Should a public university, funded by taxpayers, be able to censor controversial speech on campus? According to the University of Calgary, the answer to this question is a resounding “yes.” In spite of its stated mission to “seek truth and disseminate knowledge,” and in spite of advertising itself as “a place of education and scholarly inquiry,” the University of Calgary has charged some of its own students with “trespassing” because they set up a pro-life display on their own campus this past November.

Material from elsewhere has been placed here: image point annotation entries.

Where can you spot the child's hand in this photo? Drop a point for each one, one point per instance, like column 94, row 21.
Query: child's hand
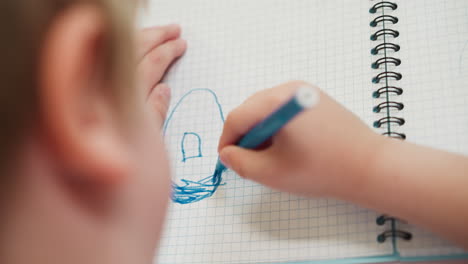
column 323, row 151
column 158, row 48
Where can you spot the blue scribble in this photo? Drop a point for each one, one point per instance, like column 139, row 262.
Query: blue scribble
column 193, row 191
column 182, row 146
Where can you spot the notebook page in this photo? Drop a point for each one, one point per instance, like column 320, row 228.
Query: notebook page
column 236, row 48
column 434, row 54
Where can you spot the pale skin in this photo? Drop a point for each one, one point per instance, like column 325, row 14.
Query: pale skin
column 93, row 187
column 327, row 151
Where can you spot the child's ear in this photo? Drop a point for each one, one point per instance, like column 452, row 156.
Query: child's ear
column 80, row 118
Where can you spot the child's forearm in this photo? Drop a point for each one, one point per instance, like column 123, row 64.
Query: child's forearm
column 424, row 186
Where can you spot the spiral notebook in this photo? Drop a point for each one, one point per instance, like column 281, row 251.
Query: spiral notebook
column 401, row 66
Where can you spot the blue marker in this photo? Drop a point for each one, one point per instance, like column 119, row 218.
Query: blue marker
column 305, row 97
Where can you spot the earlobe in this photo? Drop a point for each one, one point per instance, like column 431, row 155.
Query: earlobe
column 77, row 113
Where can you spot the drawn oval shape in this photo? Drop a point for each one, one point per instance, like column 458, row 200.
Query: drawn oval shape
column 195, row 123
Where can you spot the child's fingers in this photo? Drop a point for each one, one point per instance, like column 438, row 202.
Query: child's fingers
column 254, row 110
column 155, row 63
column 150, row 38
column 250, row 164
column 159, row 100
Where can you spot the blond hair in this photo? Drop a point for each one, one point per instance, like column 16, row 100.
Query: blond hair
column 24, row 25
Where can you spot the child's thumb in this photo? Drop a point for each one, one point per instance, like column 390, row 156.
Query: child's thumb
column 247, row 163
column 160, row 99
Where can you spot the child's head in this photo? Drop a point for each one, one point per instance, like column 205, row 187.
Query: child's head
column 85, row 177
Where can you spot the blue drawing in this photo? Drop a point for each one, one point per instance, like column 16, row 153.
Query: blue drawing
column 186, row 137
column 190, row 191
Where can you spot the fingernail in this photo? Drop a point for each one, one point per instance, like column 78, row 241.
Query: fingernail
column 224, row 160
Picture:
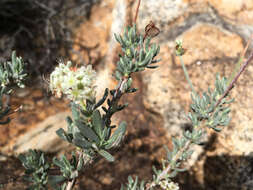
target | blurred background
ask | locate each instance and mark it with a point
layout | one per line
(214, 33)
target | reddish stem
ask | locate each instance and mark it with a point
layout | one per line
(235, 79)
(137, 11)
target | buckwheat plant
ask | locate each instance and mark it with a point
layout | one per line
(91, 131)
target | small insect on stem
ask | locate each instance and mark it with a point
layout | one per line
(151, 30)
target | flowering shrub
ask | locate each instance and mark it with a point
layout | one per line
(91, 132)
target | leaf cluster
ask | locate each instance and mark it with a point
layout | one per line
(133, 184)
(205, 109)
(11, 73)
(138, 54)
(90, 131)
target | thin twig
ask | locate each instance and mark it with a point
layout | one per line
(187, 75)
(235, 79)
(137, 11)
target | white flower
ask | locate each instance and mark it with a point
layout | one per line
(78, 84)
(168, 185)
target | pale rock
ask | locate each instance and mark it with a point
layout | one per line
(42, 137)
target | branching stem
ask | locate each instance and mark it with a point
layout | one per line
(137, 11)
(235, 79)
(167, 170)
(187, 75)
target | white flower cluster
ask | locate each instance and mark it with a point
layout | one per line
(168, 185)
(76, 83)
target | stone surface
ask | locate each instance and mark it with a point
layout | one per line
(41, 137)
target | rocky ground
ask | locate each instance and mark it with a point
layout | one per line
(214, 33)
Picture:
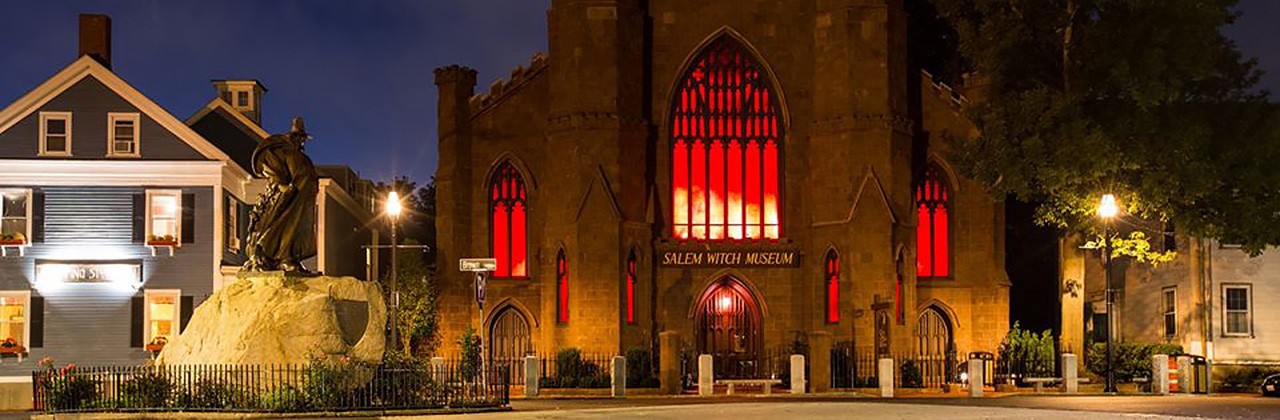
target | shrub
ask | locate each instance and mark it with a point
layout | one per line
(1132, 360)
(146, 389)
(641, 369)
(912, 377)
(284, 398)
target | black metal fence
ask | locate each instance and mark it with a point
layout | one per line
(282, 388)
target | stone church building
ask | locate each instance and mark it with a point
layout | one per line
(740, 173)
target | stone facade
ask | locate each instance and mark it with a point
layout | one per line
(588, 126)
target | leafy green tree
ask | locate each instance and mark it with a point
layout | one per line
(1144, 99)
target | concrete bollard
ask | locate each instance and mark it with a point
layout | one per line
(976, 377)
(705, 375)
(885, 373)
(796, 374)
(620, 377)
(1070, 374)
(531, 375)
(1185, 377)
(1160, 374)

But in 2008, the University of Calgary wholly abandoned its commitment to free speech as a means of pursuing truth, and demanded the pro-life students erect their signs “facing inwards” — so that passers-by could not see the signs. While the university described its demand as a “reasonable compromise,” the practical effect was akin to total censorship.

[T]he university has expressed no qualms about other controversial large colour displays, including ones showing the effects of torture on political dissidents in China, the cruelty of animal testing and the consequences of spousal abuse. It seems gory and disturbing displays on campus are fine–as long as they do not convey a politically incorrect view on abortion.

The University of Calgary receives over $500-million from taxpayers each year. If it does not reacquaint itself with the ideals of tolerance, it may find taxpayers becoming less tolerant of footing such a hefty bill to support an institution which so blatantly disregards its own mission.

Displaying the signs “facing inwards” — so that passers-by could not see the signs and claiming this to be a compromise is an interesting approach by the university administration. It is an attempt to pay lip service to free speech by allowing students to display what they want while trying to ensure that no-one sees it. Like allowing a contentious book to be published, but only if it uses invisible ink.

The argument that photographs of aborted babies are sufficiently gory that the public should be spared being visually assaulted by them is a rather poor one since it views the depiction of  reality as more offensive than the reality itself. Photographs of murdered babies are less tolerable than the act of murdering babies.

And politically correct gore is allowed.